Nach Wortlaut sowie Sinn und Zweck ist die Klagerücknahme auch nicht bedingt (§ 158 BGB) erklärt, was nicht unbeachtlich wäre, wie die Beklagte meint, sondern deren Unwirksamkeit zur Folge hätte (Roller in: Lüdtke, a.a.O., Rdnr. 6). Die Formulierung "Im Hinblick auf meine Verweisbarkeit für eine Ingenieurtätigkeit, die kein anstrengendes Sehen erfordert, sehe ich ein, daß mein Rentenantrag vom Juli 1986 zum gegenwärtigen Zeitpunkt keine Aussicht auf Erfolg verspricht" bringt allein die inneren Erwägungen und Motive des Klägers zum Ausdruck und stellt die Klagerücknahme nicht unter die Bedingung einer bestimmten Rechts- (Verweisbarkeit auf Ingenieurtätigkeiten, die kein anstrengendes Sehen erfordern) oder Beweislage (augenärztliche Gutachten).
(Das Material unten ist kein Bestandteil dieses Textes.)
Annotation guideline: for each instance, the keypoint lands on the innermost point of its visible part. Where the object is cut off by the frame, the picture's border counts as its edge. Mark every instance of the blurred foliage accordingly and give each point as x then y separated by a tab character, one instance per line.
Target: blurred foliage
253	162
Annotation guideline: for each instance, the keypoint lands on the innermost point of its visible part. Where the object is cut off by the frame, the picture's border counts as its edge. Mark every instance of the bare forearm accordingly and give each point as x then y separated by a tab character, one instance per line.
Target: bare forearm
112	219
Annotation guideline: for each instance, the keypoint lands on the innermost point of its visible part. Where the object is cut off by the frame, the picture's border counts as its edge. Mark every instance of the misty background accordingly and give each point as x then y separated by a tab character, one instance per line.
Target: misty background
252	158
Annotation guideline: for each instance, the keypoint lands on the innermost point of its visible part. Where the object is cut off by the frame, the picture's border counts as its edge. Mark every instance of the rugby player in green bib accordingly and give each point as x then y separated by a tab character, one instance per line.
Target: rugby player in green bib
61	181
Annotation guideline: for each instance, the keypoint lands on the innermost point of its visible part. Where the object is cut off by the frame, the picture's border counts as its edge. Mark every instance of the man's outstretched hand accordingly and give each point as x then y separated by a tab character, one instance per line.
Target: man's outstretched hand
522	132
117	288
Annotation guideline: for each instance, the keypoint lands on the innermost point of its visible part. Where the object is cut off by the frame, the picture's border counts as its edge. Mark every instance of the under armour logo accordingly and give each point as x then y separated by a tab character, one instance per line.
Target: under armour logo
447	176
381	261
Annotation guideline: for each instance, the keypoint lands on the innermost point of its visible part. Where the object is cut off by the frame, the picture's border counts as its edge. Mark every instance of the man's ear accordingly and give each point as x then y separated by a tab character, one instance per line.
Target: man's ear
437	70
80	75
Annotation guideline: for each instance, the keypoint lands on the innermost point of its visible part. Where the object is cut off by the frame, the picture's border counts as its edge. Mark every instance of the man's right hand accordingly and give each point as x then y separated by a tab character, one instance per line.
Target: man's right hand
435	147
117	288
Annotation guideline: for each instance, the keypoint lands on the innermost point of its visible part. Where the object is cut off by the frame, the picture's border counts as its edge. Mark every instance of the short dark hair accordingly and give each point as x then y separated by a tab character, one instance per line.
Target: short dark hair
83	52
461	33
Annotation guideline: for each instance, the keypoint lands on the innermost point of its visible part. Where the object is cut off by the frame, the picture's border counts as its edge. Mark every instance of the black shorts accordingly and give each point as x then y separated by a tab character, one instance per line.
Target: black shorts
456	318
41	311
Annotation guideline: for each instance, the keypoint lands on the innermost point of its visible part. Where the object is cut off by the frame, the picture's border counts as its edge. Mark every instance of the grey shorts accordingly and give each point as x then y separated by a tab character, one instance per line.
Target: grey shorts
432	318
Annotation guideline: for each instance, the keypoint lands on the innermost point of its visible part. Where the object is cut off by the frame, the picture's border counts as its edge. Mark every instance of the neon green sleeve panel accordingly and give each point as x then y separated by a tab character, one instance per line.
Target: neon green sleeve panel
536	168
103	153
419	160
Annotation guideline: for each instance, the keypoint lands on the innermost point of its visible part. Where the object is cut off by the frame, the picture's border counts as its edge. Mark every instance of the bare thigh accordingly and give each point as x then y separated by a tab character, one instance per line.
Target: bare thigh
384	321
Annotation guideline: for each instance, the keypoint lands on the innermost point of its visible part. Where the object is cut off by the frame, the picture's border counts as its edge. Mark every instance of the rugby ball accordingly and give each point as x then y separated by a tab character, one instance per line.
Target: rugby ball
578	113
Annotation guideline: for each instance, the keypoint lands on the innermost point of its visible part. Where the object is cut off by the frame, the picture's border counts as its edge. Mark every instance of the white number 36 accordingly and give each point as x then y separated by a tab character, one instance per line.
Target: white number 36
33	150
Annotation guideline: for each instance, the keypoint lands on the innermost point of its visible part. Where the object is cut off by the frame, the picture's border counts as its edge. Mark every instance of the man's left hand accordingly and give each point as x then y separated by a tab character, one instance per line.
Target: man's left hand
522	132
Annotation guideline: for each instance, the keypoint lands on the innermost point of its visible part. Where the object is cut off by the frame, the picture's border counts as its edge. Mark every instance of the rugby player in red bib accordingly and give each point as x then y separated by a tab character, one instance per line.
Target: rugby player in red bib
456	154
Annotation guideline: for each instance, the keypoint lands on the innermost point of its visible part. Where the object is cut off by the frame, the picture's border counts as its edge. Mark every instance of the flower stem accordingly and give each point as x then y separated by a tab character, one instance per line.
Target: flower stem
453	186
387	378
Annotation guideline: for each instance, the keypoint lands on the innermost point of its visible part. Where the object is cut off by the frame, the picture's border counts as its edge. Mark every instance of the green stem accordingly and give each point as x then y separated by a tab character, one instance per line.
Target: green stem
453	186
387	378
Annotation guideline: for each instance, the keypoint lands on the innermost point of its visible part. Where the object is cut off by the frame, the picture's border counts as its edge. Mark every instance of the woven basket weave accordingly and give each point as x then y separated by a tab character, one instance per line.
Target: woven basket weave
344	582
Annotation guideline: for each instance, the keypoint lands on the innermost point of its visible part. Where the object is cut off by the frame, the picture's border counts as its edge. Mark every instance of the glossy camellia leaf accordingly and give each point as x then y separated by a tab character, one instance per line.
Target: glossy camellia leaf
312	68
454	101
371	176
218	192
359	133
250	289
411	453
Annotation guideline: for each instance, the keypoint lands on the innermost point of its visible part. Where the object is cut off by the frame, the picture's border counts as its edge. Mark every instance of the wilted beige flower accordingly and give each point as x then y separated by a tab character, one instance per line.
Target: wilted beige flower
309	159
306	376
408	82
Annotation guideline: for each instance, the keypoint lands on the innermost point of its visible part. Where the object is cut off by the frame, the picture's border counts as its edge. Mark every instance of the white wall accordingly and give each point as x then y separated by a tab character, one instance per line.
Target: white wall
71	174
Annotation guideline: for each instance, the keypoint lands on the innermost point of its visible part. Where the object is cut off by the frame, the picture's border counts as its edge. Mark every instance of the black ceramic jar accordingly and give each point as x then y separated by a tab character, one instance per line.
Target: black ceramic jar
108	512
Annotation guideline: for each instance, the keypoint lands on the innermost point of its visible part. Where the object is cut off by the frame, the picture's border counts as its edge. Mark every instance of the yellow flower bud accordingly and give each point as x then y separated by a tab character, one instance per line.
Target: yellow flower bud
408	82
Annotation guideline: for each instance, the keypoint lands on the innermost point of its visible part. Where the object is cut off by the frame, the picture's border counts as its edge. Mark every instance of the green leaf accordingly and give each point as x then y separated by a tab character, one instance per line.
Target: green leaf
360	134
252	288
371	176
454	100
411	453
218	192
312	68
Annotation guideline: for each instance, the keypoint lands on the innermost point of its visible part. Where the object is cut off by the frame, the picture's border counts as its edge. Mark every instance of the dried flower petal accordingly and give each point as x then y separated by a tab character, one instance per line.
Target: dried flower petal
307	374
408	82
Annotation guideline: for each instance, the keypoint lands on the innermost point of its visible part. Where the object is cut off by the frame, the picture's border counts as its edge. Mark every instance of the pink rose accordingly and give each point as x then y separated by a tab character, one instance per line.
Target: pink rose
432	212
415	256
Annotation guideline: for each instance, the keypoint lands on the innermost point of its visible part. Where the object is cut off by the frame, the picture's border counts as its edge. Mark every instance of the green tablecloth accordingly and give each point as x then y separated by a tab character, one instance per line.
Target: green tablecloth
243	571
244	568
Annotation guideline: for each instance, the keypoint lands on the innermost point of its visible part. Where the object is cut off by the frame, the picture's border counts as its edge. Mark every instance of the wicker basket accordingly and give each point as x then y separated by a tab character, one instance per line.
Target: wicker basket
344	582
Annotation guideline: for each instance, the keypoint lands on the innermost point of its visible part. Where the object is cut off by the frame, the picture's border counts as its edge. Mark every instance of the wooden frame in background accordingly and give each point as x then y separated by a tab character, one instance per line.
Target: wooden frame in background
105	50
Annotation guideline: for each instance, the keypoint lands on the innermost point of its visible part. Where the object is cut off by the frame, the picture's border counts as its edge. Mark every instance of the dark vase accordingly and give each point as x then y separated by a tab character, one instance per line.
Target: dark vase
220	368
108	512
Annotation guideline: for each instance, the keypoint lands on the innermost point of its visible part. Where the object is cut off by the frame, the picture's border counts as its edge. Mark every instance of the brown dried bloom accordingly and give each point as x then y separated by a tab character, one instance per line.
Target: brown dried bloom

Der fehlende Vermerk, dass die Erklärung über die Klagerücknahme vorgelesen oder zur Niederschrift vorgelegt sowie genehmigt worden ist (§ 122 SGG i. V. m. § 160 Abs. 3 Nr. 8, § 162 Abs. 1 ZPO), macht diese nicht unwirksam (BSG, Urteil vom 12. März 1981, 11 RA 52/80 in SozR 1500 § 102 Nr. 4).
Der Senat kann offen lassen, ob im Vorbringen des Klägers eine Anfechtungs- oder Widerrufserklärung seiner Klagerücknahme zu sehen ist. Selbst wenn der Kläger hinsichtlich der tatsächlichen und rechtlichen Grundlagen der in der Niederschrift dokumentierten Motive im Irrtum gewesen wäre, erlauben solche Motivirrtümer eine Anfechtung der Klagerücknahme nicht (vgl. nur Roller in: Lüdtke, a.a.O., Rdnr. 6, 11). Ein Widerruf der Klagerücknahme wird nur unter den Voraussetzungen einer Wiederaufnahme des gerichtlichen Verfahrens (§§ 179 f SGG, §§ 578 ff ZPO) für zulässig erachtet (Roller, a.a.O., Rdnr. 11). Die Voraussetzungen liegen hier nicht vor, insbesondere ist jedenfalls die Ausschussfrist von fünf Jahren (hier: seit Abgabe der Erklärung) abgelaufen (vgl. § 586 Abs. 2 Satz 2 ZPO). Im Übrigen ist die Behauptung des Klägers, der damalige Vorsitzende der 4. Kammer habe ihm seinerzeit darauf hingewiesen, das Verfahren könne bei Änderung der Beweislage wieder aufgenommen werden, soweit sich diese Äußerung überhaupt auf das gerichtliche Verfahren und nicht (im untechnischen Sinne) auf das vorrangig gegenüber der Beklagten zu verfolgende Rentenbegehren bezieht, nicht belegt. Gleiches gilt für den weiteren Vortrag des Klägers, der damalige Vorsitzende der 4. Kammer habe ihn nicht über die Folgen seiner Prozesserklärung aufgeklärt. Immerhin hat der Kläger dieses gerichtliche Verfahren über mehr als 18 Jahre nicht weiter betrieben, obwohl er ansonsten in Verfahren vor den Gerichten der Sozialgerichtsbarkeit nicht untätig war. Weitere Ermittlungen des Senats sind weder angezeigt noch möglich, denn der damalige Vorsitzende der 4. Kammer ist mittlerweile verstorben.
Die Kostenentscheidung beruht auf § 193 SGG.
Die Revision ist nicht zuzulassen, weil die Voraussetzungen des § 160 Abs. 2 SGG nicht erfüllt sind.